No sábado, o papa venerou as relíquias de Santo Agostinho em Pavia e ajoelhou-se diante do coração de Madre Cabrini, padroeira dos migrantes. Cada passo apontava em direção à Ilha das Lágrimas – e em direção à América.

O artigo é de Christopher Hale, jornalista, publicado por Letters from Leo, 20-06-2026.

Eis o artigo. 

“Basta de insultos, basta de intimidação, basta de todas essas coisas que fomentam a guerra entre pessoas, entre comunidades, entre países!”

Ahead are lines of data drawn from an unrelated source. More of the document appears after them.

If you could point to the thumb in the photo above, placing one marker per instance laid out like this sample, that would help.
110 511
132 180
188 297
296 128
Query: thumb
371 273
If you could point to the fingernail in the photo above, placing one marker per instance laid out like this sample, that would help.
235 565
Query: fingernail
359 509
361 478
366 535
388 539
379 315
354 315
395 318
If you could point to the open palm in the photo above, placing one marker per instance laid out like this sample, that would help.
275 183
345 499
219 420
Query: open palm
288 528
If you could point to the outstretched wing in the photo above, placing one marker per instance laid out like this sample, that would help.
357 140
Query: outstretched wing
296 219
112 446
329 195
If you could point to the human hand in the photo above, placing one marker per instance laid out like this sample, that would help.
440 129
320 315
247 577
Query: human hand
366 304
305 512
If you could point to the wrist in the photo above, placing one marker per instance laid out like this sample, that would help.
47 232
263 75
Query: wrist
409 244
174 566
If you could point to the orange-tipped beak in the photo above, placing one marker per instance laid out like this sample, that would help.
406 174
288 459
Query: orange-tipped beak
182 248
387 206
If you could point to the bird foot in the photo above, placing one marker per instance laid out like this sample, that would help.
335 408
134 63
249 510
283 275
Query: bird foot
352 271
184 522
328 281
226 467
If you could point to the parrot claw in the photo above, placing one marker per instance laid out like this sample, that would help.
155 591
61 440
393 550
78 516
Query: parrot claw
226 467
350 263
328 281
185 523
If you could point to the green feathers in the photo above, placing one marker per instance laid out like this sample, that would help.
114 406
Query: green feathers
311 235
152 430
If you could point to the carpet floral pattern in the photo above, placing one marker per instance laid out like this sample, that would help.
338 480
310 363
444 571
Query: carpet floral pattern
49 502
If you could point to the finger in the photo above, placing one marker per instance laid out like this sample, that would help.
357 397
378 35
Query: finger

O Papa Leão XIV disse isso no sábado à noite, na Piazza Vittoria, em Pavia, para uma multidão que esperou horas sob o calor do norte da Itália para vê-lo.

Ele viera ao norte em busca de duas relíquias, os ossos de um santo e o coração de outro. Ambas apontavam para o mesmo lado, um ensaio para onde ele iria em seguida.

O sábado foi uma peregrinação de seis horas condensada em uma única tarde. Leão voou para Pavia para rezar diante dos restos mortais de Santo Agostinho, o bispo do século IV cujas Confissões moldaram a ordem agostiniana na qual ingressou quando jovem.

Em seguida, ele viajou alguns quilômetros a leste até Sant'Angelo Lodigiano para se ajoelhar diante do coração literal de Francisca Xavier Cabrini, a padroeira dos migrantes.

Em Pavia, Leão rezou diante de um relicário de vidro com aro dourado que continha as relíquias de Agostinho na Basílica de San Pietro in Ciel d'Oro. Ele disse aos padres e religiosos da diocese que eles devem aprender a ser comunidades cristãs centradas no essencial, “mesmo que isso implique renunciar a algumas estruturas e a algumas seguranças do passado”. O essencial, disse ele, “é viver com Cristo”.

Ele apresentou o santo como um dom que toda a Igreja ainda precisa. "Santo Agostinho não nos pertence; ele pertence à Igreja", disse Leão XIV sobre a ordem que outrora liderou, e nossa tarefa é torná-lo conhecido, porque "ele tem muito a oferecer neste tempo".

Do lado de fora da catedral, ele citou Agostinho para a multidão: "Se quisermos mudar os tempos, se quisermos que o mundo viva em paz, devemos começar por nós mesmos", e direcionou o pensamento para a pacificação antes da repreensão contra o ódio e o bullying.

Ele pressionou os jovens com mais veemência, instando-os a construir “amizades autênticas, não apenas amizades feitas em telas ou celulares”, e a estarem presentes uns para os outros pessoalmente.